Clay Harbor - Another rookie who is tough to project. Only two teams ran two tight-end sets less often than the Eagles in 2009. Given the talent at wide receiver, I'm not sure that's going to change this season. If Harbor is a major liability as a blocker early in the season, the Eagles might have to rethink their personnel. I like his potential. Harbor just seems a bit raw at this point.
Winston Justice - If he plays at the level he played at last year, Justice will be fine. But it's clear he wants to have more of an impact and be thought of as one of the better offensive tackles in the league. Don't forget - Justice has not even reached his 26th birthday. There's room to grow there.
Nick Cole - It looks like he'll begin the season as the starting right guard, but Cole will have to hold off Reggie Wells to keep things that way. Cole is a valuable player. He provides depth and can play multiple positions. The experiement at center didn't go smoothly, but the Eagles are just fine with him at right guard. It can't hurt that he had to work on making calls in Jamaal Jackson's place, either.
Reggie Wells - I won't lie and say I've watched Wells much, but he has a proven track record as a starter, which counts for something. It wouldn't surprise me to see him replace Cole or at least rotate in. Wells' flexibility helps also.
Jamaal Jackson - Jackson's the biggest unknown along the offensive line, not because of his past performance, but because he is less than nine months removed from tearing his ACL. Credit Jackson for putting in the work to get back on the field this quickly. Now we'll see what level he's able to perform at.
Mike McGlynn - If Jackson needs a breather early in the season, McGlynn will fill in at center. Not sure there's much of a role for him at guard. McGlynn seems like a valuable backup, who could eventually work himself into a starting role - either here or somewhere else.
Todd Herremans - He probably has a higher ceiling than most think. Herremans has the potential to be a Pro Bowler at guard, and the Eagles have a chance to run the ball effectively on that left side. That's assuming of course that no foot problems surface.

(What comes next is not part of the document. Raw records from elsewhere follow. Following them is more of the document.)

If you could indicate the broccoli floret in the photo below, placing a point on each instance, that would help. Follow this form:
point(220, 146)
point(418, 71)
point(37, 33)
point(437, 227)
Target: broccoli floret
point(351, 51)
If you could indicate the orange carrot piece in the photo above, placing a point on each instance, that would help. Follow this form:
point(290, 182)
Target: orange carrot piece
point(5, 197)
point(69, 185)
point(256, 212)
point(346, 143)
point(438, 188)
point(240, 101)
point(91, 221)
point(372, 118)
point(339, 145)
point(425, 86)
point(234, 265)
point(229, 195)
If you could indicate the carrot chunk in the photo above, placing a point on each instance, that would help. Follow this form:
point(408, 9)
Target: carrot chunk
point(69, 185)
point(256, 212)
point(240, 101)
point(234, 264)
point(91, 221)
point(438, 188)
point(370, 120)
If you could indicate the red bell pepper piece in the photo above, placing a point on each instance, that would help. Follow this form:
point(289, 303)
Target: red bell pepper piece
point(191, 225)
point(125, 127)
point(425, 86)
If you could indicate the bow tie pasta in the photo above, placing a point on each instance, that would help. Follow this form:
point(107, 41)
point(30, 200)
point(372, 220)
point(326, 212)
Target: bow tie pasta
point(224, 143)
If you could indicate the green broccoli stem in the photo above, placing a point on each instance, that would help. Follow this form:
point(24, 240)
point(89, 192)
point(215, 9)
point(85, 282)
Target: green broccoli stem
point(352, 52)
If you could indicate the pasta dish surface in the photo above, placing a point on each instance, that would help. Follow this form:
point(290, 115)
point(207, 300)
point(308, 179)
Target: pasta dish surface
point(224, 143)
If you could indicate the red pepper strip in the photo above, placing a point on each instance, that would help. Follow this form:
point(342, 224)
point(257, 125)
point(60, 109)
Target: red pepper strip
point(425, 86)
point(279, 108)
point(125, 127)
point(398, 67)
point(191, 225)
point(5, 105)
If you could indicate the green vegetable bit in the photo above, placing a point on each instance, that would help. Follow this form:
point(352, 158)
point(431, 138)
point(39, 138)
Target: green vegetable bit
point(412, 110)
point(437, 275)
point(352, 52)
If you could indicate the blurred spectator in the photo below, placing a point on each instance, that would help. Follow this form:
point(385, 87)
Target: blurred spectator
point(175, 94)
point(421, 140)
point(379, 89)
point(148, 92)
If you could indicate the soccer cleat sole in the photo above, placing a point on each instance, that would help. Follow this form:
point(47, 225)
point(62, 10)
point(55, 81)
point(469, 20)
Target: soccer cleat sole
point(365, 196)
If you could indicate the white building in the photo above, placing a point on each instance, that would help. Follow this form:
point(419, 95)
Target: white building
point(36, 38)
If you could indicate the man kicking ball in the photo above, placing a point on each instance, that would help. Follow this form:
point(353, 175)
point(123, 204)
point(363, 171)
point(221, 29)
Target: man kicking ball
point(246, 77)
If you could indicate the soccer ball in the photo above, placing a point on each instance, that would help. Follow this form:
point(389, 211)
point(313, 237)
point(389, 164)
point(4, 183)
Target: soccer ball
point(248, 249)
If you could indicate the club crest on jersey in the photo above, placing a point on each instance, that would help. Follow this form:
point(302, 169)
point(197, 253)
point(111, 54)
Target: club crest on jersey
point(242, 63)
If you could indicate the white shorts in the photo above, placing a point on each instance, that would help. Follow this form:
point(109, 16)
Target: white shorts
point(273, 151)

Max Jean-Gilles - He provides depth as an interior lineman, but with the addition of Wells, the Eagles would have to suffer significant injuries for Jean-Gilles to get onto the field.
Jason Peters - Take a second and go back to Week 9 of last season. The Eagles lost to the Cowboys, but Peters turned in an outstanding performance against DeMarcus Ware. That's the player the Eagles need him to be, but it hasn't happened on a consistent basis. Peters also led the Eagles with 11 penalties in '09. Those false starts can be drive killers, especially on third down, and especially with a young quarterback.
Austin Howard - It'll be interesting to see what happens if Peters goes down. Howard is the backup left tackle on the depth chart, but my guess is they would still slide Herremans out, considering the depth and experience at guard.
King Dunlap - The goal for him is to get better at practice during the week. I don't see much of a role for Dunlap on Sundays unless the Eagles are just decimated at tackle.
Thanks to Football Outsiders for some of the stats mentioned above.